Hmm - maybe "Don't vote him in as president!"? lol! It'd be an unfair question though. Mr Campbell hasn't lived through the interval from 1987 when he died to 2016.
He wouldn't have the necessary information and experience to identify DT with a mythological character. We know he's no hero, but, in my opinion, neither is he a 24 carat villain. :-/

mike (again) said...

Good essay by Joan Konner...thanks. I agree that Trump is not a villain. I would categorize him as a sociopath, but there may not be much difference in reality. I think of evil associated with villain, and narcissistic manipulation with sociopaths. As is said about corruptible power combined with narcissism and plentiful minions, he could easily transmogrify to a very malignant life-form, particularly with a running mate similar to Dick Cheney to pull the strings.
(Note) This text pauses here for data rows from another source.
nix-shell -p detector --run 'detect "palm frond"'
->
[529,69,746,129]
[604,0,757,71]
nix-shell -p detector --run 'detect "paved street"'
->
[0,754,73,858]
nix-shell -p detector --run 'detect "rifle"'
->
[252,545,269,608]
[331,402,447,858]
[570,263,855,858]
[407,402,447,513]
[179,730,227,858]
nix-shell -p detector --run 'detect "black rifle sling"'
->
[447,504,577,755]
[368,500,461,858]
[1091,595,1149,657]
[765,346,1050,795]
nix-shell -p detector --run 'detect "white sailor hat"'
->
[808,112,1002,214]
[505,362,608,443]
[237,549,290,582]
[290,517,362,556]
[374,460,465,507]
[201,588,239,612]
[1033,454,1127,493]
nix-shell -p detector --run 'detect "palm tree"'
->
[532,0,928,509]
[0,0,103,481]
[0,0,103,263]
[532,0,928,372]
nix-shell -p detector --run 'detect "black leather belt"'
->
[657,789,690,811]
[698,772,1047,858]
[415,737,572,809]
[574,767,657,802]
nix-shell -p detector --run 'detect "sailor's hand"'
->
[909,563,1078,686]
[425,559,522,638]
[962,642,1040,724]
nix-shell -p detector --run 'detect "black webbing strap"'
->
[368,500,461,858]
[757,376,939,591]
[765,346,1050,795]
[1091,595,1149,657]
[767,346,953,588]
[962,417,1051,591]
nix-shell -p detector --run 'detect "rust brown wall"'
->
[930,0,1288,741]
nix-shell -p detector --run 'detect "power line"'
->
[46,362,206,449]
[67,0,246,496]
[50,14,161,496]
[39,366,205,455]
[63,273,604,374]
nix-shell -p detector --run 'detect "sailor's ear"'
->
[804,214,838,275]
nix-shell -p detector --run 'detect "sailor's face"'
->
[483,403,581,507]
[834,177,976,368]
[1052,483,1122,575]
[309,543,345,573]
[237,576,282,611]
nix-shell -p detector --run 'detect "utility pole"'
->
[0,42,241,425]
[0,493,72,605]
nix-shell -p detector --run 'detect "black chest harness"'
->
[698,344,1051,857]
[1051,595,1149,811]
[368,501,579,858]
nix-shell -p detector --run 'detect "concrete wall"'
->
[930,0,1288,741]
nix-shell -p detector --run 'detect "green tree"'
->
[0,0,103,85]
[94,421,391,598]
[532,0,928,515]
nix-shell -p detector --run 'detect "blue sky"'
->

"10 signs for spotting a sociopath
#1) Sociopaths are charming.
#2) Sociopaths are more spontaneous and intense than other people.
#3) Sociopaths are incapable of feeling shame, guilt or remorse.
#4) Sociopaths invent outrageous lies about their experiences.
#5) Sociopaths seek to dominate others and 'win' at all costs.
#6) Sociopaths tend to be highly intelligent, but they use their brainpower to deceive others rather than empower them.
#7) Sociopaths are incapable of love and are entirely self-serving.
#8) Sociopaths speak poetically.
#9) Sociopaths never apologize.
#10) Sociopaths are delusional and literally believe that what they say becomes truth merely because they say it!"
http://www.naturalnews.com/036112_sociopaths_cults_influence.html

Hillary must not be a sociopath based on #1 alone...LOL.

Twilight said...

mike (again) ~ Well, re Hillary...but 9 out of 10 ain't bad! Agreed about DT though, apart from "speak poetically" - again 9 out of 10!